Minha abordagem será mais qualitativa, com foco na força das vantagens competitivas da Ambev, com utilização de exemplos e histórias sobre futebol, cerveja e mercado de ações. Abra uma cerveja artesanal gelada e aproveite a leitura.
Brahma: a cerveja número 1
O auge da Brahma foi nos anos 90, quando o jingle: “pediu cerveja, pediu Brahma Chopp, Brahma a cerveja número 1!”.
Eu me lembro muito bem da Copa do Mundo de 1994 nos Estados Unidos. O ataque da Seleção contava com nada menos do que Bebeto e Romário. E cada gol era comemorado com o dedo para cima, imagem da cerveja número 1, que era patrocinadora da seleção. Faltou o gol do Romário na final da Copa contra a Itália que foi vencida nos pênaltis (o clássico GIF do Galvão Bueno: “é tetra!”).
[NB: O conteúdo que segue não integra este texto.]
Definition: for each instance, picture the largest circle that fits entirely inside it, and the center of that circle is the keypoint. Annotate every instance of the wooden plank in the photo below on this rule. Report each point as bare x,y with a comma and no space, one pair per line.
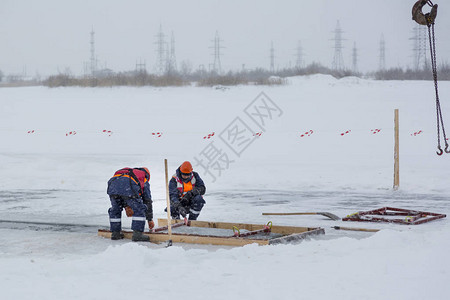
396,151
284,230
191,238
296,236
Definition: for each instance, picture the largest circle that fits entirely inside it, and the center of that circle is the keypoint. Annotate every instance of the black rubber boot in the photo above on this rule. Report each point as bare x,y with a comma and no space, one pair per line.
117,235
139,237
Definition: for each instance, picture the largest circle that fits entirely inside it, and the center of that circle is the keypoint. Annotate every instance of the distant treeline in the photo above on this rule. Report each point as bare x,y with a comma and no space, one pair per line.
245,77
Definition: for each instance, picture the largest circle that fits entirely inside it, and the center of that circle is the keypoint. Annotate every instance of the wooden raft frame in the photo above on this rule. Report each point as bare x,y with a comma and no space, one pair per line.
290,234
408,216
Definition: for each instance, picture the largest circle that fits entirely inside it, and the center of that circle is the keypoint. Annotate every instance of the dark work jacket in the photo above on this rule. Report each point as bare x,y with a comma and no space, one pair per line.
125,186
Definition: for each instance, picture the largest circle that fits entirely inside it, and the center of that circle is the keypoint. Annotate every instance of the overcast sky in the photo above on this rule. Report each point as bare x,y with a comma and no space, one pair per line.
48,36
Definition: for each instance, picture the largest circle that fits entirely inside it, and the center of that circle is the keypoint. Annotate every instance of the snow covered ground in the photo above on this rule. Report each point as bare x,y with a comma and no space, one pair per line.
60,146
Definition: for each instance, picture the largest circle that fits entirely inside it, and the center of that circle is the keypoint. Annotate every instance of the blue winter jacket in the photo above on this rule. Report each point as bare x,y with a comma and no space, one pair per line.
124,186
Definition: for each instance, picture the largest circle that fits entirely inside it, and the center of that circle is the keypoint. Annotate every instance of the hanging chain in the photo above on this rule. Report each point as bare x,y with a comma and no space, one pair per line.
439,118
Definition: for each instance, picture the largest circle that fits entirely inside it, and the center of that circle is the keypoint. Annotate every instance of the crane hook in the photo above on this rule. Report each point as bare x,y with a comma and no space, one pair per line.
446,149
420,17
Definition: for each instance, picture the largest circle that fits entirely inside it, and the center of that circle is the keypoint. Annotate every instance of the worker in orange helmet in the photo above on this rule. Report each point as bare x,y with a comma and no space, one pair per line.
186,189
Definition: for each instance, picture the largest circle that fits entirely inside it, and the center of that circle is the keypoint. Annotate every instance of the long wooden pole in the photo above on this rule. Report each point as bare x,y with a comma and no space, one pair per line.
169,222
396,152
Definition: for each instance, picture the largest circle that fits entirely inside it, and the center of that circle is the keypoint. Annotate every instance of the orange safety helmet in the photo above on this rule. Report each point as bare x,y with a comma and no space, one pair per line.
186,167
147,175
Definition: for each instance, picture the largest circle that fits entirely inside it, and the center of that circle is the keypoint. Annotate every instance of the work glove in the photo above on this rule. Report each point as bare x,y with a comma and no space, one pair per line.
151,224
182,211
129,211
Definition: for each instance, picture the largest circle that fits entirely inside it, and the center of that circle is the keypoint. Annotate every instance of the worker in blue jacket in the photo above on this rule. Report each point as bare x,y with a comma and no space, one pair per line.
129,188
186,190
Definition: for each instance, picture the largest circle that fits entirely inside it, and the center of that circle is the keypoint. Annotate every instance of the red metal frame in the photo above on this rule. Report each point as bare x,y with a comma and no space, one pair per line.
412,217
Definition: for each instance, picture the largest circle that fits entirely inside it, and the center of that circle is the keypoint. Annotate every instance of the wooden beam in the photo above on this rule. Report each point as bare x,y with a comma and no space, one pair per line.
396,152
191,238
284,230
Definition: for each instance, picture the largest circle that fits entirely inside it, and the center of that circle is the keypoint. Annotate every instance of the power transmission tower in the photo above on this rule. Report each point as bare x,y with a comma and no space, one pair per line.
299,55
93,64
355,58
420,47
217,67
272,58
338,60
141,67
160,57
172,58
382,54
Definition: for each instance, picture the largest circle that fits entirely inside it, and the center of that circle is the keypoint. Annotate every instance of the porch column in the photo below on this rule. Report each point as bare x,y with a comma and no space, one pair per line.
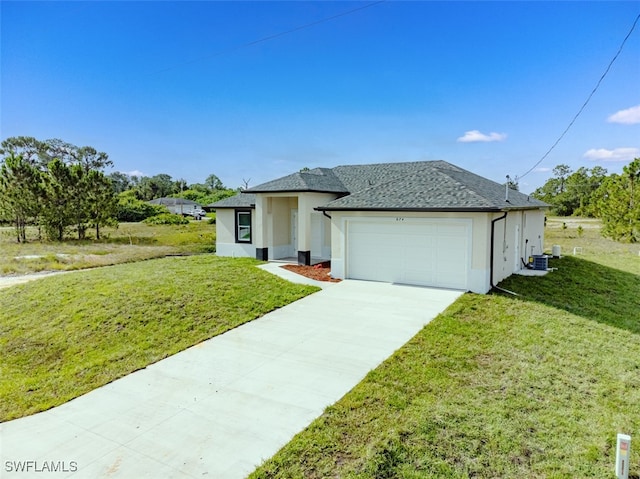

Início do Plano Real em 1994, a década foi marcada pela guerra das cervejarias, tanto no futebol quanto no Carnaval: Brahma versus Antarctica.
Ambev: crescimento através de aquisições
A Ambev fez quatro grandes aquisições na sua história: 1) a Brahma comprou a Antarctica em 1999 e formou a Ambev; 2) a Ambev fundiu-se com a belga Interbrew (Stella Artois) em 2004; 3) a empresa comprou a americana Anheuser-Busch (dona da Budweiser) em 2008, formando a Ab Inbev e; 4) a Ab Inbev aquisição da SABMiller, cervejaria anglo sul-africana em 2015, a segunda maior do mundo.
Deixei de lado a aquisição de cervejarias menores em países da América do Sul: Uruguai (Nortena), Peru (Cusquena), Argentina (Quilmes) e; América Central (República Dominicana, cerveja Presidente).
A Inbev, dona da Ambev no Brasil, se tornou a maior produtora de cerveja do mundo, respondendo por 29,8% da produção mundial, com a holandesa Heineken em segundo lugar com 12,3%.
O que aconteceu a Ambev?
Vou explicar o que provocou o declínio da Ambev ao longo do tempo, como as suas tradicionais cervejas Brahma, Skol e Original, as “cervejas de milho”, foram perdendo espaço para a sua concorrente direta Heineken e para as cervejas artesanais, que começaram a ganhar mercado nos Estados Unidos em 2007 e no Brasil a partir de 2010.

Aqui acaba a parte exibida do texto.